Commercial Real Estate – Valuing The Cash Flow

Many investors don’t understand the power of commercial real estate. I too had reservations until I understood the power and safety commercial real estate can provide. Commercial real estate is similar to trucks. Trucks come in all sizes and all shapes – a Ford Ranger to an 18 wheeler. Commercial properties come in all sizes and shapes – a standalone building that houses a small restaurant to the Empire State Building. People read in the newspapers that commercial property prices are crashing. People notice the strip malls have a lot of vacancies and it scares them away. Let’s take a look at the power of commercial real estate and a quick note about market cycles. Commercial real estate is a business and is priced based on current cash flows. For simplicity sake, commercial property pricing is based on 10 x annual cash flow, not including debt service (loan). So a property that yields $10,000 in cash flow is worth $100,000. Regardless of the type of property, if you increase rents by 1% ($100) the value goes up a $1000. Decrease expenses by $100 and the value goes up $1000. So what? Let’s look at a simple apartment example.

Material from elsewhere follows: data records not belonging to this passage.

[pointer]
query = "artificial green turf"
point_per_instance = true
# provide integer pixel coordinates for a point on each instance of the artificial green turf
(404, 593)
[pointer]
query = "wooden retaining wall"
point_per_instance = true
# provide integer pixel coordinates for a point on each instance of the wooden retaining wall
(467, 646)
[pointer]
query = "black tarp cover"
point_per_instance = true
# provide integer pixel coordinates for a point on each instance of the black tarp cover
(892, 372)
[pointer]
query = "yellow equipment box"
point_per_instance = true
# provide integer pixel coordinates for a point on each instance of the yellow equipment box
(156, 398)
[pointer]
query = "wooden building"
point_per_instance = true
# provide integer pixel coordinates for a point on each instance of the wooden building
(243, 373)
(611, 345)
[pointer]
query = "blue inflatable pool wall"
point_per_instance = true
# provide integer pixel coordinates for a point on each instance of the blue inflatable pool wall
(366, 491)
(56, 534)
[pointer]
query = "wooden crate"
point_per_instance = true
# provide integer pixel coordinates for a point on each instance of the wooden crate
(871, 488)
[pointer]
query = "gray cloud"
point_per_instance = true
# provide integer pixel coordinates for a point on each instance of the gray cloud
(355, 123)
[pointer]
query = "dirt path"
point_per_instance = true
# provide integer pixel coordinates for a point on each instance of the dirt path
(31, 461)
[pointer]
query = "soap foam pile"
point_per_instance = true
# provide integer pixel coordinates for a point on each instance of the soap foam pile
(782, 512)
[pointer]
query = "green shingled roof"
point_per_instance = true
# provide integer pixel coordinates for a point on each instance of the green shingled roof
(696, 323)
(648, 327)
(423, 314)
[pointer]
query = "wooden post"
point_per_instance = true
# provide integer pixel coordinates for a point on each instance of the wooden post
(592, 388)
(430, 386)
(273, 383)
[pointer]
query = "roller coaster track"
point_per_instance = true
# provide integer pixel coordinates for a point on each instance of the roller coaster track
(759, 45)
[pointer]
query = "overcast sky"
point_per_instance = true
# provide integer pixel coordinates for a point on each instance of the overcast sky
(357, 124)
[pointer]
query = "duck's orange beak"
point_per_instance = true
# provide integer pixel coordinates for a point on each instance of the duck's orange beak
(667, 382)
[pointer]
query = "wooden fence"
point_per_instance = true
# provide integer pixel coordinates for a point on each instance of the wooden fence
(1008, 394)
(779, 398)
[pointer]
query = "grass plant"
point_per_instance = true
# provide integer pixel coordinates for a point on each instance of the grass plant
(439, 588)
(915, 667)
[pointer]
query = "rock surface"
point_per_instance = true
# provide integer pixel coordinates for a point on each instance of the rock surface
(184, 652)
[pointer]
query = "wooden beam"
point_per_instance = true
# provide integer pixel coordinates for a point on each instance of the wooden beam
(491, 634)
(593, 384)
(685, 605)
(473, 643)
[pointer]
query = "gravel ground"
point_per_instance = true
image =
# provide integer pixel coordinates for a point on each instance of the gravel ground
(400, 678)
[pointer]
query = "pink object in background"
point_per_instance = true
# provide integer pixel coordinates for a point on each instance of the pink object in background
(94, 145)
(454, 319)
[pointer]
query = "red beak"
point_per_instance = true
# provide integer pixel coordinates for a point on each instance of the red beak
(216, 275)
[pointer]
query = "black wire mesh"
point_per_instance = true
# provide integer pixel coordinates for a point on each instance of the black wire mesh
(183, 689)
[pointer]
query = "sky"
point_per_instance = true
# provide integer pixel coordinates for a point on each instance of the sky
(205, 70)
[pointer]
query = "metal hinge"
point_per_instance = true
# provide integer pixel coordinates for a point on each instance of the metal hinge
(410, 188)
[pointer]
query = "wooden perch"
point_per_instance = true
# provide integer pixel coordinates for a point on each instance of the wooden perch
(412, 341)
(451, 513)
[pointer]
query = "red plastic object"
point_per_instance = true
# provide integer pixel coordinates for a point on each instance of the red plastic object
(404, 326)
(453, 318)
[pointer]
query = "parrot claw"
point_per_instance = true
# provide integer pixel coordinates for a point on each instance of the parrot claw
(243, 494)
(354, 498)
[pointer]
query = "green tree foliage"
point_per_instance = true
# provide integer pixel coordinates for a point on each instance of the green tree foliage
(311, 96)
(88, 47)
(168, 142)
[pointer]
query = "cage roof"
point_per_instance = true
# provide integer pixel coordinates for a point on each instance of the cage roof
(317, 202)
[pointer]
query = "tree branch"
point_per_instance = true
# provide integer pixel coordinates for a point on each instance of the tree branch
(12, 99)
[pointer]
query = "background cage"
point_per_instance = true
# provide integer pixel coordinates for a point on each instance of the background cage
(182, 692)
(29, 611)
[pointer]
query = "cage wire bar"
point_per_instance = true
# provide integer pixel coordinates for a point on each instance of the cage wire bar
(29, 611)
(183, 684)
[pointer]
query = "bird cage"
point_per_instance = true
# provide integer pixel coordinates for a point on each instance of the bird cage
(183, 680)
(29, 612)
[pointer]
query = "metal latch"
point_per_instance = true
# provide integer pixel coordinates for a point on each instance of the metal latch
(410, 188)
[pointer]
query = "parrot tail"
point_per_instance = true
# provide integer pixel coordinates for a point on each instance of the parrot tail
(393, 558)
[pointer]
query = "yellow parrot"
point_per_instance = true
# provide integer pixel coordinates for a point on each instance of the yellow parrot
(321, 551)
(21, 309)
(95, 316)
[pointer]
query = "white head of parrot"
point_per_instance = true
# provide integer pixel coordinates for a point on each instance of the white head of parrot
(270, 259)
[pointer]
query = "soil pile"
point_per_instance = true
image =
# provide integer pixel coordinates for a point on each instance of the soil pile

A small apartment complex (10 units) has an annual cash flow of $50,000 and is for sale for $500,000. It has a lot of long-term tenants paying below market rents. You put down 20% or $100,000 (there are ways to make it someone else’s money). We’ll assume it is a positive cash flow property even with the debt service (loan payments). First a storage area is made into a laundry facility that provides $5000 on annual basis. You just increased the value $50,000. Next rents are raised the first year to market rents. Raising rents $50 per unit increases cash flow $6000. You just increased the value $60,000. That means you have doubled your original $100,000 in the first year and you get to keep the $11,000 cash flow. There are many more ways to increase the cash flow including: separate utilities and have tenants pay utilities, decrease vacancy, work out a deal with dish network and get paid, reduce maintenance costs, and more. Just by raising the rent $10 a year increases cash flow $1200 a year and increases the value $12,000. In three to five years you’ll have cash flows of $70,000 to $100,000 (less debt service which remains constant) and you can sell the property for $700,000 to $1,000,000. Now you see the power of commercial real estate.

Just like single family homes, not every property is a good deal. First you look for commercial properties in areas that have improving rents, increasing employment, and areas where the entire area is going through gentrification. Next you look for properties that have a value proposition – rents too low, poor management, ability to install laundry or some other measure to increase cash flow. You would be surprised how many buildings are poorly managed or have below market rents.

I’ve used an apartment as the example; however this same model works for office buildings, mobile home parks, strip malls and more. All types of real estate (all types of investment) go through cycles. When the economy is booming for example, the vacancy in office buildings goes down significantly (prices go up). Of course the opposite is true during an economic downturn. During economic downturns more people move to apartments, mobile homes and need storage facilities. By observing these cycles one can move in and out of various positions to minimize risk and increase portfolio value.